Establishing an Elite Culture
The Ducks have definitely seen their share of success and had a taste of what it takes to make it to the National Championship. But after major changes in the program, including three new head coaches in five years, getting there again may just mean establishing a new culture that demands the excellence elite teams, like Alabama, do.
It’s early; but nearly four weeks into Oregon Spring Football, it’s evident Cristobal is doing just that.
For Cristobal, establishing that culture starts with setting high standards both on, and off the field. Off the field, that means holding players to a high standard on campus and in the community.
“A lot of times people think when we come together we’re just talking about football but we’re not,” Cristobal said.
“We’re talking about making sure we’re early to class, making sure we’re doing a great job note taking, making sure we’re doing a great job sitting up in the front couple of rows to make a tremendous impression on campus, on our teachers.”
Cristobal hopes that focusing on the little things off the field will “carry over” to the gridiron. Clearly this isn’t a new concept, but what stands out about Cristobal is how he seems to be walking the walk. From the moment he joined the program as an assistant last season, one could immediately see Cristobal was special. He was focused, incredibly smart and always seemed to be in the mix with his guys, teaching and correcting rather than directing and spectating.
At this point, perhaps more than ever, Oregon Football needs a dose of what Cristobal is prescribing, especially after being one of the most penalized teams in the country last season.
“It’s all discipline related, right?” Cristobal said when talking about correcting last season’s penalty woes. “That’s our fault as coaches and we have to fix that. . .the pressure is on us to get organized. That’s all carry over.”
Everyone Plays a Role
It comes down to setting an example and being detailed as a whole program, Cristobal explained.
“If you watch our equipment guys, they’re held to a high standard too now,” Cristobal said. “Kenny Farr (UO Equipment Manager) does an unbelievable job making sure those guys are running around. . .sprinting from drill to drill, because the culture carries over to everybody.”
It’s no secret that winning a National Championship not only requires incredible talent, but also requires every aspect of the program being disciplined, prepared, challenged and in sync. It seems Cristobal is instilling that foundation on a daily basis.
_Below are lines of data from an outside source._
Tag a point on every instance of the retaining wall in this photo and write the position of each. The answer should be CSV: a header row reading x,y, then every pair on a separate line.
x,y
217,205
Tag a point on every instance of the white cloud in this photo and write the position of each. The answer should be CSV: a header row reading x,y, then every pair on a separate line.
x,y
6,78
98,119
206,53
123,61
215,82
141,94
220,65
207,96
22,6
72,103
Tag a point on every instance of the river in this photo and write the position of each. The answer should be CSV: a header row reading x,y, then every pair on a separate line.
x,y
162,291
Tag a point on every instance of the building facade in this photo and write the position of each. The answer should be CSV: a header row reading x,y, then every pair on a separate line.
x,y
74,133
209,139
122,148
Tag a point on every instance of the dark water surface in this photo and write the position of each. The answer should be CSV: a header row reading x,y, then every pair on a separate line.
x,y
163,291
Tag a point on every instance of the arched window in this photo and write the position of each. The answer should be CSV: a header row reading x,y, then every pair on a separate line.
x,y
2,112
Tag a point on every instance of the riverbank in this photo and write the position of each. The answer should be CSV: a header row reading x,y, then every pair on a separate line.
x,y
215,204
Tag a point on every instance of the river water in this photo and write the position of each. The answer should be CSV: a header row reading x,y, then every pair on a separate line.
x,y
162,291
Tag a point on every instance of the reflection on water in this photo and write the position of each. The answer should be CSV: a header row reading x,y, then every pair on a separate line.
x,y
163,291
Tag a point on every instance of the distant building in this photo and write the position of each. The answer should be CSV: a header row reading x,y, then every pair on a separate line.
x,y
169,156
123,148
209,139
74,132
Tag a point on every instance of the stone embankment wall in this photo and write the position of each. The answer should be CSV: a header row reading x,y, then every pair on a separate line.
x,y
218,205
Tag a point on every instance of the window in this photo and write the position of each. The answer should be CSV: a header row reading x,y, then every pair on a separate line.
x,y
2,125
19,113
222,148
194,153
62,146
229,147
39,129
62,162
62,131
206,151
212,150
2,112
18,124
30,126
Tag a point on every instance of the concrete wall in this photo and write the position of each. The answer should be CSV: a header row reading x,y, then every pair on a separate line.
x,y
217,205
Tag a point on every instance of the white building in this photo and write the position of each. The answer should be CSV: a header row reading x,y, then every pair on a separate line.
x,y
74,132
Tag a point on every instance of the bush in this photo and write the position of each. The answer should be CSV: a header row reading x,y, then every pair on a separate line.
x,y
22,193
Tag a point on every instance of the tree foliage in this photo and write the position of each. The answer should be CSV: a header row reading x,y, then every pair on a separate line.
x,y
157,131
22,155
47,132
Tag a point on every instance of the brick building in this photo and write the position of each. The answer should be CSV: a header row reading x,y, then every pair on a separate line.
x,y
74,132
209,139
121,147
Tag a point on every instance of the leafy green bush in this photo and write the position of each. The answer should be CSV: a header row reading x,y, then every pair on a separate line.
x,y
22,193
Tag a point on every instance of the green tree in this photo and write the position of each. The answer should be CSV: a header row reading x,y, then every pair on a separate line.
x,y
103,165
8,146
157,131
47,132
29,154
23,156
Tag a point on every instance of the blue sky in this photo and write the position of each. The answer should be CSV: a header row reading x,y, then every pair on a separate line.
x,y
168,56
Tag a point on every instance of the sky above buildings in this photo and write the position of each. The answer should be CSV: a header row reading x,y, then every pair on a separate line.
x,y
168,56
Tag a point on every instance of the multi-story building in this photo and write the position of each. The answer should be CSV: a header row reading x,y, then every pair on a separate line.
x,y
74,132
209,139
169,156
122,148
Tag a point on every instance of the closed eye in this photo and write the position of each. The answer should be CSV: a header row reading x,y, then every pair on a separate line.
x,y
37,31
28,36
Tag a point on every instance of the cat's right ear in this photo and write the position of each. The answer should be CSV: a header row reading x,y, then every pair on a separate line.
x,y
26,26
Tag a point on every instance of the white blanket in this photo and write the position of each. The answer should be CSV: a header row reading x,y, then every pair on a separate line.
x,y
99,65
“He’s intense and serious about taking the team to the top and doing things the right way,” Equipment Manager, Kenny Farr, told gridirongirl last week.
But what does all that mean?
Farr explained that doing things the right way means making sure players are getting dressed properly and then having consequences when they don’t. Again, this may be a little thing but Farr said he is already seeing players now holding their teammates accountable in the locker room and Cristobal, himself, commented last week that players were buying in, even more than before, and showing up early to practice.
What Sets Cristobal Apart?
Perhaps the most telling aspect of Cristobal’s coaching style is the fact he seems to be in tune with all aspects of the program rather than mainly focused on the offense or plays, for example.
“He (Cristobal) notices equipment being out-of-place before it becomes a problem,” Farr said.
Farr explained that by noticing the hard work of even those working behind the scenes, it creates an atmosphere where everyone is being challenged.
“I’ve been around Oregon since 1997 and I’m very encouraged about the direction of the program,” Farr said.
As the Ducks head into this weekend’s Spring Game and look ahead to the fall, the team will have plenty of time to work on all those “little things” off the field. Given what Cristobal and Co. have shown so far this Spring, there’s reason to believe those things will definitely carry over to September 1st.
The question will be whether or not they carry over to January.